I might have actually said some things I can’t say in here, but he cut back and went all the way across the field for about 50, and told him it’s okay now. He can do that.
He’s a great kid. He got an opportunity; he seized the moment. A lot of people locked in front of him. And like I told you, Chauncey Mullins is a good back. He will have an opportunity to grow and play.
So I’m looking forward to that room because I think we got some juice in that room as they get more experience. Look, guys, Nate is a long way from a complete package. He wasn’t here in the spring, so he missed 15 practices of intense work that he’s trying to play catch-up on.
Q. Joenel banged up going into this football game. You talk a lot about Malaki and you said he’s your best corner, could be your best corner --
KIRBY SMART: I said he could play corner.
Q. Could play corner. What did it mean to be able to slide him in at nickel today for you guys?
KIRBY SMART: Yeah, that was huge. That was probably the thing -- you bringing it up, I forgot about that. That was one of the biggest things that got us in the week, when Joenel had a pull, and it happened on Saturday and we didn’t know.
He didn’t go Monday, he didn’t go Tuesday, he walked through Wednesday, and we’re all messed up because now we’re having to not move one person in his spot, we’re having to move Malaki, then Dan, then KJ.
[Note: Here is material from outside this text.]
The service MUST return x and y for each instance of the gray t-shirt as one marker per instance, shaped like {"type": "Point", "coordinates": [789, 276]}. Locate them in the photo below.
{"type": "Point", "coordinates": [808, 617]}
It was really scary because we didn’t have the volume of reps with that makeup, so then we tried to go with JaCorey some, but every time JaCorey was in Malaki had to play over here and Dan had to over here. Then when Malaki went in, Dan jumped over here and KJ went over here.
They did a tremendous job of knowing what to do from three different positions, and we really needed to get Joenel healthy, and I thought JaCorey stepped up and took advantage of his opportunity.